I am trying to fit some data using higher order polynomials. The data has 15000 points with ranges as below:
X (independent): Min Value = 100000, Max Value = 6000000
Y (dependent): Min Val = 150,000, Max Val = 560,000
I am using the GELS least squares driver (SVD method). For the coefficient matrix, I am scaling each value by the respective column average. I still calculate x^20 for all x observations, then calculate the average and then scale the column values.
For a polynomial of order 20, I get results from the code and these values differ starting at 2nd or 3rd decimal place, as compared to values obtained using a commercially available statistical analysis software, which give more accurate predictions.
How can I improve the accuracy of the least squres fit? I see the following issues, but havent found a solution yet:
1. When I calculate the powers (x^16, x^17...etc), for the coefficient matrix, there may be some precision issues.

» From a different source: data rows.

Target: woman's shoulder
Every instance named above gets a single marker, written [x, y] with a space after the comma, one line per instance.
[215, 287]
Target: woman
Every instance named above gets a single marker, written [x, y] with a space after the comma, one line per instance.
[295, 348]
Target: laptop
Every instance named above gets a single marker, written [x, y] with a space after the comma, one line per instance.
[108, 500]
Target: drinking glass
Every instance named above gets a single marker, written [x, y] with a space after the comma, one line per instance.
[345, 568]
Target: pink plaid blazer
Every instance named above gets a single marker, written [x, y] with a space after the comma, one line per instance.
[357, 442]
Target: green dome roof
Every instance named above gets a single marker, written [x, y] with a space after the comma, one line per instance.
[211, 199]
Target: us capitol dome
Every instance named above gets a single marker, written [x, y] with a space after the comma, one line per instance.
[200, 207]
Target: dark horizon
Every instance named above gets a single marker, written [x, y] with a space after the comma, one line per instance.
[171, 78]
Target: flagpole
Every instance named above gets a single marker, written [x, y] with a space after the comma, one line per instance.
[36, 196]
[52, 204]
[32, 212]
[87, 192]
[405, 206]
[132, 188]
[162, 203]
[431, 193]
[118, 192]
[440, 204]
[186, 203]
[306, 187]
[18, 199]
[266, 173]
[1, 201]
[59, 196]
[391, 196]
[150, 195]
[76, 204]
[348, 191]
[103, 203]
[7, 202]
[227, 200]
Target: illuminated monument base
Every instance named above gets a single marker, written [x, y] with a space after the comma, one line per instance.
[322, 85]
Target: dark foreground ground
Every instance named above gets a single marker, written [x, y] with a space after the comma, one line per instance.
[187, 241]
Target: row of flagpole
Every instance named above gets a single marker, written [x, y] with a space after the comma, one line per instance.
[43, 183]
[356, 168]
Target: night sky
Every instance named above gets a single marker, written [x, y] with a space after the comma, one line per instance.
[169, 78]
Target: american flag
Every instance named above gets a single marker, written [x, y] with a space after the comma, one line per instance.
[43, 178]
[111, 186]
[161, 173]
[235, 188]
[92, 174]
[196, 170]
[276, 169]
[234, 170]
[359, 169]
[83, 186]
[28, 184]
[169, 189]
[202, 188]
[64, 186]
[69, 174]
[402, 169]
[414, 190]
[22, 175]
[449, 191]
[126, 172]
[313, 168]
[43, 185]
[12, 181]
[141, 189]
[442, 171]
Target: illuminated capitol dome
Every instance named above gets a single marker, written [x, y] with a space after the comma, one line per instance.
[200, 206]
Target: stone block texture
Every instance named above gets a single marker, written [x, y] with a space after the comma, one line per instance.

2. Is my scaling correct? Or should I use something like ( x - mean_x)/ (stddev_x) [ I just found this via Google]. In this case, how do I get the correct coefficients back?
Thank you for your advice.
The problem is inherently ill-conditioned. Unless you have a good justification, you should not even attempt to fit high-order polynomials (such as 20th degree) to data. The Census example that comes with Matlab illustrates these problems quite well. With degree 3 or 4, the US census data, projected to a couple of years beyond the end of the data, produce reasonable extrapolations. Then one gets greedy and raises the degree, hoping to "improve" the "prediction". Degree 6 may give a prediction that is double the current population figure, whereas degree 8 gives a negative value. The example Matlab code allows you to display confidence bands on the prediction so that you can appreciate why raising the degree can make the results worse.
In fact, you should look for a model expression that is better suited to describing the data than a high order polynomial. MKL provides effective routines (?TRNLSP) for fitting model expressions that are nonlinear in the regression parameters.
Thank you for the response.
Pls allow me to add some more info.
I am familiar with the underlying function behavior and am using the polynomial fit strictly for interpolation purposes only. The Y values are essentially a solution of a set of differential equations involving X. I am trying to speed up my calculations by using these polynomial fits so that I dont have to solve the equations.
So far, I was using this commercial tool, and it works very well. Now I would like to automate the process using MKL so that I can generate these fits on the fly and use them. My challenge is that I cannot get the coefficients to match.
I am not acquainted with "this commercial tool".
Please post details of what you did to obtain the fit, using a small example; showing code, expected results and actual results will help one to find the source of the problem.